Читаем без скачивания К суду истории. О Сталине и сталинизме - Рой Медведев
Шрифт:
Интервал:
Закладка:
Не все верно в этом образе времени, нарисованном К. Руа, но в главном он, несомненно, прав.
Некоторые из мемуаристов и писателей пытались объяснить поведение советских людей в 30-е годы в первую очередь чувством страха. Об этом писал Н. Асеев в стихотворении «Верность Ленину», описывая настроения советских людей в дни похорон Сталина:
Отчего же давка у гроба?
Набегают со всех сторон, —
Чтоб увериться, глянуть в оба,
Что по смерти оставит он?
...И тогда у смертного праха
Мы не знали, как же нам быть?
Продолжать каменеть от страха
Или громко заговорить?
Подобное освещение событий сталинского времени является неискренним и ошибочным.
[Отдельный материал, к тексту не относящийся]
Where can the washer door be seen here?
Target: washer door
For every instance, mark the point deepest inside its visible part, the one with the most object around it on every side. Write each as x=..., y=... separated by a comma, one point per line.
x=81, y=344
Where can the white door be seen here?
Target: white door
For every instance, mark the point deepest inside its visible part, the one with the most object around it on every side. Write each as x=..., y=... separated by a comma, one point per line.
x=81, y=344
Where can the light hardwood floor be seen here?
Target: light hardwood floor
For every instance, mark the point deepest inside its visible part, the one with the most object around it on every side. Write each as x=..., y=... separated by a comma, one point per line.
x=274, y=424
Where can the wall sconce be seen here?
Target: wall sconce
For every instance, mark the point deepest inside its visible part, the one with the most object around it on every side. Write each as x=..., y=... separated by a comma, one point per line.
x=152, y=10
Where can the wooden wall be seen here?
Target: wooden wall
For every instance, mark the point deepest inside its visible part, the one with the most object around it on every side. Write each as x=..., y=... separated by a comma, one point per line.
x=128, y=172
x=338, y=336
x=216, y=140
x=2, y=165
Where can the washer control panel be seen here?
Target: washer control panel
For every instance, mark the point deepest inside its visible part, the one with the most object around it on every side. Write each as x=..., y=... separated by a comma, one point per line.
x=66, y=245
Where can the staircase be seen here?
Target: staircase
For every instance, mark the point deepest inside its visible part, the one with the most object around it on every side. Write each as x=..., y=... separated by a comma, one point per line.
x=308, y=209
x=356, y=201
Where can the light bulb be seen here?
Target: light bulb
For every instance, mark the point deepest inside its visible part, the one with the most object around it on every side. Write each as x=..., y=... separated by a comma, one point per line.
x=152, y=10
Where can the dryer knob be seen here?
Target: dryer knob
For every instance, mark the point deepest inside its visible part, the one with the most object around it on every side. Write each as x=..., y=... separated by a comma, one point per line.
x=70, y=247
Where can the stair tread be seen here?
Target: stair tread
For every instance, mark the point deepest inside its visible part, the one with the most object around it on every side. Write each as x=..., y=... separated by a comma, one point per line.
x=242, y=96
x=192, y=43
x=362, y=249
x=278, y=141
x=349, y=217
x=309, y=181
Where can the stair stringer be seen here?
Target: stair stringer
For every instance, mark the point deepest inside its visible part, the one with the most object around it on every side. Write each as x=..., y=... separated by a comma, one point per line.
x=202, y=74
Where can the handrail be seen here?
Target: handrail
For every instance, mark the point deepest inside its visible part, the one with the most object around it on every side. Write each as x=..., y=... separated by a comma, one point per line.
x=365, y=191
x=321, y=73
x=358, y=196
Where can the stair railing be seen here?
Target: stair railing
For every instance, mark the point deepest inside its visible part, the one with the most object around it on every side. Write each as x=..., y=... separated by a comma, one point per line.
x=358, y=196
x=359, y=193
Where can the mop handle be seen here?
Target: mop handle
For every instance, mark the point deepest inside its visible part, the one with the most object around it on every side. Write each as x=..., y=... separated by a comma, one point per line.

Конечно, многие боялись – Сталина, НКВД, репрессий. В стихотворении «Страхи» Евг. Евтушенко писал:
Я их помню во власти и силе
При дворе торжествующей лжи.
Страхи всюду, как тени, скользили,
Проникали во все этажи,
Потихоньку людей приручали
И на все налагали печать.
Где молчать бы – кричать приучали,
И молчать, где бы надо кричать...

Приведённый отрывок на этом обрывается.